Database migrations

We use alembic for our database migrations.

Create a new migration

This is explained on the API Github repository.

Browse migrations

They can be found on the API Github repository.

New column defaults

It’s important to be careful when adding new columns with default values. Though it’s tempting to do this all at once, setting the DEFAULT at ALTER TABLE time, this tends to cause locking problems and interruptions when working on a database in live use. The problem being that the operation has to take an exclusive lock on the table while each row is re-written with the new non-null default value. And this can take some time on larger tables, all the while regular users (even read-only ones!) can’t access the table in any way.

Further information:

The solution is to add the new column as a nullable, DEFAULT-less column initially and to set the default value in a second command. This will leave the existing rows as NULL but will use the default value for newly created rows. It is often suggested that the existing rows are left to be back-filled by setting each row’s value to its default whenever an old row needs to be updated and allowing the values to be populated “naturally” over the course of time, however I suspect in practise people would find this difficult to manage and annoying if they’re itching to be able to apply a NOT NULL constraint to the new column.
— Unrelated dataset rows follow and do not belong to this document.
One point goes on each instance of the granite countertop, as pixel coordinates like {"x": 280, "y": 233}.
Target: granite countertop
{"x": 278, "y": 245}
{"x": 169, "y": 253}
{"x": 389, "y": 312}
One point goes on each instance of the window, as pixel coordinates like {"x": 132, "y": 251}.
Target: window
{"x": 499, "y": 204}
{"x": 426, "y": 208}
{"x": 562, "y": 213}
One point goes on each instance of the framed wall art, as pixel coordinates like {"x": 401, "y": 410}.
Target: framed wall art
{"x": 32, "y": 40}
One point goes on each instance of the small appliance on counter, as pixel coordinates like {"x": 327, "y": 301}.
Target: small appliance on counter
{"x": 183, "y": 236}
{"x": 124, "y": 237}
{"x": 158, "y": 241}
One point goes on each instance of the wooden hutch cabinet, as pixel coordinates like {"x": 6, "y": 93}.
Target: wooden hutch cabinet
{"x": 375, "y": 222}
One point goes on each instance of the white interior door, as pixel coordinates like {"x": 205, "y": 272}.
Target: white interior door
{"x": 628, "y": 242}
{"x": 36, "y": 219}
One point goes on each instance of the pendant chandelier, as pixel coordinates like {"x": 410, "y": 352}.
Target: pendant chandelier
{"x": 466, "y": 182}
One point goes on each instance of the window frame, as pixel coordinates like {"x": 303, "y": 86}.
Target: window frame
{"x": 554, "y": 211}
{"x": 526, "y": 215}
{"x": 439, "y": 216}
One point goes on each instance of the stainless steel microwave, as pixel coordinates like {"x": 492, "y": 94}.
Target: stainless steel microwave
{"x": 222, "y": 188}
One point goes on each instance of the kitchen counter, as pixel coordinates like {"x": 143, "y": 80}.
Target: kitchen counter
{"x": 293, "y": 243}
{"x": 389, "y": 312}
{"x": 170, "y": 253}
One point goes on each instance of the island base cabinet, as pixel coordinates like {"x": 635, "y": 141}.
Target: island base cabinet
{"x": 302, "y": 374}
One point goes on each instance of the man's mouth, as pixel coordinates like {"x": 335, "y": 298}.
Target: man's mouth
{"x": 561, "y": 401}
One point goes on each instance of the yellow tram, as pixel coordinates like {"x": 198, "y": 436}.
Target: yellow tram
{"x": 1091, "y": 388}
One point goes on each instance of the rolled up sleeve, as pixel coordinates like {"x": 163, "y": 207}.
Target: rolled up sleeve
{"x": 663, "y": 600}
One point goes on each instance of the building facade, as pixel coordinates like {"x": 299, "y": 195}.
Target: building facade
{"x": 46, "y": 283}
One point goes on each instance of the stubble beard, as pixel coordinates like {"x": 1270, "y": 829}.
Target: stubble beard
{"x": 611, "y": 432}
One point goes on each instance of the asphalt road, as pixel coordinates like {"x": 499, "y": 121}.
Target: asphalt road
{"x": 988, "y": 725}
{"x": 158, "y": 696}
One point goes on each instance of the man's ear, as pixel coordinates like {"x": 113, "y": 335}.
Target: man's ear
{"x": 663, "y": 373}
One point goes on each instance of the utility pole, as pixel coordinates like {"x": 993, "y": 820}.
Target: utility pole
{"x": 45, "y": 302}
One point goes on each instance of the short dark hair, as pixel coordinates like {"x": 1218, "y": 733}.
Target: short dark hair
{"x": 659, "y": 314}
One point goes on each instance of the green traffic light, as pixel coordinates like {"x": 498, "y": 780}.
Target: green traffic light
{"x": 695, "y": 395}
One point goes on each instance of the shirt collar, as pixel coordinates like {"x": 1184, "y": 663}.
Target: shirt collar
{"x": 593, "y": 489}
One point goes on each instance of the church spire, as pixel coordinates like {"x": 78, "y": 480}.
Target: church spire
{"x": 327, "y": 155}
In such situations one possible approach may be to set rows to their defaults afterwards in batches using UPDATE commands. However, doing all of these in the same transaction wouldn’t solve the problem as UPDATE touching a row takes an exclusive lock on that row, and locks are only released at the end of a transaction. By the end of the transaction, all rows would be locked. To be effective, each of these batch updates would have to be done in their own transaction and probably therefore separate migrations. So the table-altering migration would be followed up by a number of (let’s say, 8?) similar migrations which simply performed one of the commands:

UPDATE some_table SET some_new_field = DEFAULT WHERE id % 8 = 0;

through:

UPDATE some_table SET some_new_field = DEFAULT WHERE id % 8 = 7;

This has the advantages that only 1/8 of the table ever gets locked at a time and that 1/8 only gets locked for 1/8 of the time. 8 is only chosen as an example here, but I don’t expect any developer will have the patience to create many more migrations than that.

These could now be safely followed up by a migration that adds a NOT NULL constraint if so needed.